Tokyo, Japan, Jan. 08, 2022 (GLOBE NEWSWIRE) — Yoshitsu Co., Ltd (the “Company”), a retailer and wholesaler of Japanese beauty and health products, as well as other products in Japan, today announced the pricing of its initial public offering (the “Offering”) of 6,000,000 American Depositary Shares (“ADSs”) at a price to the public of US$4.00 per ADS. Each ADS represents one ordinary share of the Company. The ADSs have been approved for listing on the Nasdaq Capital Market under the ticker symbol “TKLF.” The Offering is expected to close on or about January 14, 2022, subject to the satisfaction of customary closing conditions. The Company plans to make a separate announcement regarding commencement of trading on the Nasdaq Capital Market when the trading date is finalized.
The Company expects to receive aggregate gross proceeds of US$24 million from the Offering, before deducting underwriting discounts and other related expenses. In addition, the Company has granted the underwriters a 45-day option to purchase up to an additional 900,000 ADSs at the initial public offering price, less underwriting discounts.
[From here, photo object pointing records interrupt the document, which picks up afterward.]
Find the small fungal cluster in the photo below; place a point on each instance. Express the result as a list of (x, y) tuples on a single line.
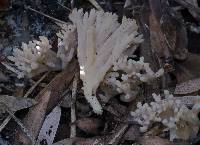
[(181, 121), (133, 74)]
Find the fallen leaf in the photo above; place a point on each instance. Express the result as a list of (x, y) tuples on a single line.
[(67, 141), (157, 141), (49, 127), (47, 99), (90, 125), (15, 103)]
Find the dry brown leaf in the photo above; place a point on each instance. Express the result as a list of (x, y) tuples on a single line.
[(48, 98), (188, 87), (15, 103), (157, 141), (90, 125), (49, 127), (67, 141)]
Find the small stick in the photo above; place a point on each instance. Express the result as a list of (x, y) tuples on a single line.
[(35, 85), (73, 108), (116, 138), (43, 14), (64, 6), (5, 122)]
Net proceeds from the Offering will be used for opening new directly-operated physical stores and adding franchise stores, brand marketing, improving distribution centers and logistics systems, and talent acquisition and retention.
The Offering is being conducted on a firm commitment basis. Univest Securities, LLC is acting as the sole book runner and Valuable Capital Ltd. is acting as a co-manager to the Offering. Hunter Taubman Fischer & Li LLC is acting as counsel to the Company, and Sullivan & Worcester LLP is acting as counsel to the underwriters in connection with the Offering.
A registration statement on Form F-1 relating to the Offering was filed with the Securities and Exchange Commission (the “SEC”) (File Number: 333-259129) and, as amended, was declared effective by the SEC on December 23, 2021. The Offering is being made only by means of a prospectus forming a part of the registration statement. Copies of the final prospectus relating to the Offering, when available, may be obtained from Univest Securities, LLC by email at email@example.com, or by standard mail to Univest Securities, LLC, 75 Rockefeller Plaza Suite 1838, New York, NY 10019. In addition, a copy of the final prospectus relating to the Offering, when available, may be obtained via the SEC’s website at www.sec.gov.
Before you invest, you should read the registration statement and the preliminary prospectus contained therein and the final prospectus, when available, and other documents the Company has filed or will file with the SEC for more complete information about the Company and the Offering. This press release does not constitute an offer to sell, or the solicitation of an offer to buy any of the Company’s securities, nor shall such securities be offered or sold in the United States absent registration or an applicable exemption from registration, nor shall there be any offer, solicitation or sale of any of the Company’s securities in any state or jurisdiction in which such offer, solicitation or sale would be unlawful prior to registration or qualification under the securities laws of such state or jurisdiction.
About Yoshitsu Co., Ltd
Headquartered in Tokyo, Japan, Yoshitsu Co., Ltd is a retailer and wholesaler of Japanese beauty and health products, as well as other products. The Company offers approximately 12,400 stock keeping units (“SKUs”) of beauty products, including cosmetics, skin care, fragrance, and body care, among others, 3,600 SKUs of health products, including over-the-counter drugs, nutritional supplements, and medical supplies and devices, and 7,900 SKUs of other products, including lingerie, home goods, food, and alcoholic beverages. The Company currently sells its products through directly-operated physical stores, through online stores, and to franchise stores and wholesale customers. For more information, please visit the company’s website at https://www.ystbek.co.jp/irystbek/.
All statements other than statements of historical fact in this press release are forward-looking statements, within the meaning of Section 21E of the Securities Exchange Act of 1934, as amended, and as defined in the U.S. Private Securities Litigation Reform Act of 1995, including but not limited to, the Company's proposed Offering. These forward-looking statements involve known and unknown risks and uncertainties and are based on current expectations and projections about future events and financial trends that the Company believes may affect its financial condition, results of operations, business strategy, and financial needs, including the expectation that the Offering will be successfully completed. Investors can identify these forward-looking statements by words or phrases such as "may," "will," "expect," "anticipate," "aim," "estimate," "intend," "plan," "believe," "potential," "continue," "is/are likely to," or other similar expressions. The Company undertakes no obligation to update forward-looking statements to reflect subsequent occurring events or circumstances, or changes in its expectations, except as may be required by law. Although the Company believes that the expectations expressed in these forward-looking statements are reasonable, it cannot assure you that such expectations will turn out to be correct, and the Company cautions investors that actual results may differ materially from the anticipated results and encourages investors to review other factors that may affect its future results in the Company’s registration statement and in its other filings with the SEC.